Silent Child

“I asked him to leave,” she said, stepping through an ornate doorway into a small but beautiful little sitting room adorned with antique dressers and racehorse paintings. “I couldn’t have him here in this house with me. Not after the things the police found on his computer. I’d shared a bed with that man for over fifty years, but not for another night. Would you like a cup of tea?”


“No, thank you,” I said. Since entering the house I had found myself feeling more and more like the teenager who snuck onto the property as a dare with her boyfriend. I clutched hold of my bag and stared at the beautiful antiques like a child in a posh department store. I certainly didn’t want to spill anything.

“Make yourself comfortable,” she said, gesturing to a floral sofa with mahogany legs.

“Thank you for letting me come inside. I didn’t expect you to.”

She laughed as she settled into a red velvet armchair across from the sofa. “I bet you didn’t.” Her make-up was perfectly applied, with pink lipstick and a little rouge on her wrinkled skin. She sat with her legs crossed, and cut the figure of a woman holding everything together. “I wanted to meet you. I’ve wanted to meet you ever since my husband was arrested. I feel somewhat responsible, you see. Though I had no idea about the lengths of my husband’s… obsession, I did have a suspicion that I constantly ignored.” She moved her hand in a vague, swatting motion. “I never knew for certain, and I never knew what was wrong, but I always suspected that my husband had a dark side. This may sound extremely trifling after what you’ve been through, but you have no idea how much pressure I have been under to maintain certain standards throughout my marriage. Divorce was not an option for me fifty years ago. So even when I realised I’d married a dud, there was no going back.”

“But if you thought he was a monster—”

“What is a monster?” she asked. “Is it a scary ghoul hiding behind the bedroom door? Is it some sort of beast with sharp fangs? No. Those things don’t exist. Monsters are men and women just like us, and they have the ability to hide their true face. No, I didn’t think I’d married a monster, I thought I’d married a homosexual. I never caught Edward looking at children in that way, I only knew that he wasn’t particularly interested in me. We managed to continue the family line, but that was about it.”

“And your kids?”

She shuffled uncomfortably and removed her glasses like she was stalling for time. “I’ve broached the subject with them. Neither remember him doing… anything.” She closed her eyes and I realised that she had removed her glasses in an attempt to distract me from the fact that she was trying not to cry.

“If you didn’t know, it isn’t your fault,” I said.

The duchess leaned back into the chair and let out a soft laugh. “And is that what the newspapers say about you? Oh, the mother is always at fault. So is the wife, really. Women are supposed to control men, isn’t that how it goes? What’s that saying again: ‘Behind every great man is a great woman’. We’re supposed to be the ones holding them up, or holding them back. Forget having our own lives.
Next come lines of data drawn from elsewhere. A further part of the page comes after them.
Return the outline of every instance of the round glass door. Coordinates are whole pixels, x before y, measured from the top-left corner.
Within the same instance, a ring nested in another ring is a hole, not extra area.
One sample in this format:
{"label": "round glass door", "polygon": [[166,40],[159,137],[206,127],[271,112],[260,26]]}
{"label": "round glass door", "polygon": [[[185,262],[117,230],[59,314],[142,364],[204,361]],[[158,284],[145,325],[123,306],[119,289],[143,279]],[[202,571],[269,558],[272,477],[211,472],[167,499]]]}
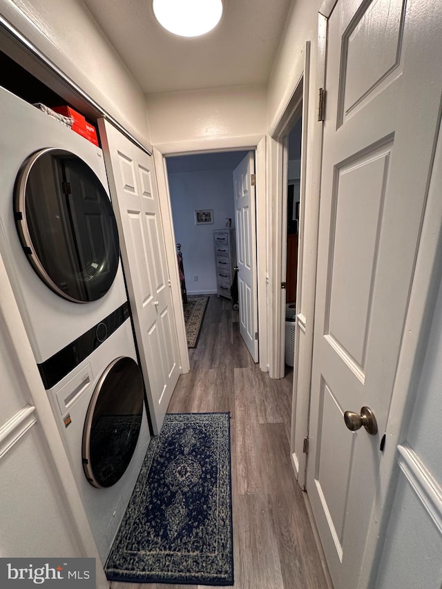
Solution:
{"label": "round glass door", "polygon": [[44,149],[23,164],[15,215],[28,259],[54,292],[75,302],[102,297],[118,269],[117,223],[107,193],[82,160]]}
{"label": "round glass door", "polygon": [[84,423],[83,468],[94,487],[115,485],[129,465],[140,435],[143,398],[138,365],[131,358],[117,358],[99,379]]}

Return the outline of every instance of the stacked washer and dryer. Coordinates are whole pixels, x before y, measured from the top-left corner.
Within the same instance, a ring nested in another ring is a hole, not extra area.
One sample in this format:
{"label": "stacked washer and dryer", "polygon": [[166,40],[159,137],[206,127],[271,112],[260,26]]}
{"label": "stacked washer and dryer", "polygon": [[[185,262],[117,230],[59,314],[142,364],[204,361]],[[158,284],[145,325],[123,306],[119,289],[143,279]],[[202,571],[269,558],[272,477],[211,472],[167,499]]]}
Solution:
{"label": "stacked washer and dryer", "polygon": [[0,88],[0,250],[105,562],[150,434],[103,154]]}

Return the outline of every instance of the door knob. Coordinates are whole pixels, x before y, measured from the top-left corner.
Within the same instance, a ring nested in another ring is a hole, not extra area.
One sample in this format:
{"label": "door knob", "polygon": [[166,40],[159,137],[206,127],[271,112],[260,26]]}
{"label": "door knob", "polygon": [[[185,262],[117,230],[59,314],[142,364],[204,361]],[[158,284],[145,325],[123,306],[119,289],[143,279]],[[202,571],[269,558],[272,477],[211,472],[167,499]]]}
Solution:
{"label": "door knob", "polygon": [[369,407],[363,407],[361,409],[361,415],[354,411],[346,411],[344,414],[344,421],[352,432],[360,429],[363,425],[368,433],[372,436],[378,433],[376,417]]}

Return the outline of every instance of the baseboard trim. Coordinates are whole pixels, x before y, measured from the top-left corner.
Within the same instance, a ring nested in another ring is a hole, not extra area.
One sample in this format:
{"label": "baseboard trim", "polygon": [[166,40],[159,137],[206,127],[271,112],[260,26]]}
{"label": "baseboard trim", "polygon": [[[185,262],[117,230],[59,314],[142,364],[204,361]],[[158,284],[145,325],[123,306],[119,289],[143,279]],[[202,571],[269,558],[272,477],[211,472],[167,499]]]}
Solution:
{"label": "baseboard trim", "polygon": [[318,532],[318,528],[316,528],[316,522],[315,521],[315,519],[313,516],[313,511],[311,510],[311,505],[310,505],[310,499],[309,499],[309,496],[307,495],[306,491],[302,491],[302,497],[304,498],[304,503],[305,503],[307,512],[309,516],[309,520],[310,521],[310,525],[311,526],[311,530],[313,531],[313,536],[315,539],[316,547],[318,548],[318,552],[319,552],[319,557],[320,559],[320,562],[323,566],[323,570],[324,571],[324,574],[325,576],[325,580],[327,581],[328,589],[334,589],[333,586],[333,581],[332,581],[332,577],[330,577],[330,573],[329,572],[329,568],[327,564],[327,561],[325,560],[324,549],[323,548],[320,538],[319,537],[319,532]]}

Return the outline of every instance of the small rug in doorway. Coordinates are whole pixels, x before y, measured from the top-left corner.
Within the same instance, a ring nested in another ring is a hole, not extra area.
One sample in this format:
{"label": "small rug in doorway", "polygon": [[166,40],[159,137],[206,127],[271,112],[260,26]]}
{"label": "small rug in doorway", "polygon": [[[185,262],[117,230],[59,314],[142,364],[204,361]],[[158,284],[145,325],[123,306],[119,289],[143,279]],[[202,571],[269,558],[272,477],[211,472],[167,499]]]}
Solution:
{"label": "small rug in doorway", "polygon": [[110,550],[109,581],[233,584],[229,413],[167,414]]}
{"label": "small rug in doorway", "polygon": [[187,297],[187,302],[184,305],[187,347],[196,347],[208,302],[208,296]]}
Forget our own careers and loves and losses. We’re the matriarchs.” She narrowed her eyes and clenched her hands as she said the word ‘matriarchs’. Her body slumped forward, suddenly appearing exhausted. “For what it’s worth, I don’t think James ever touched your boy. He hasn’t been particularly active for the last decade, riddled with gout and in remission from bowel cancer. My husband has not been a well man. If he ever has abused children—and I’m not certain that he has—then I would say it happened long ago. Long before your boy went missing.” She had crumpled into herself, leaning over like a wizened old crone. The woman had aged a decade just speaking to me.

“Thank you for your time.” I stood and collected my bag. For a brief moment I hesitated, searching for some words of comfort. I grasped at nothing.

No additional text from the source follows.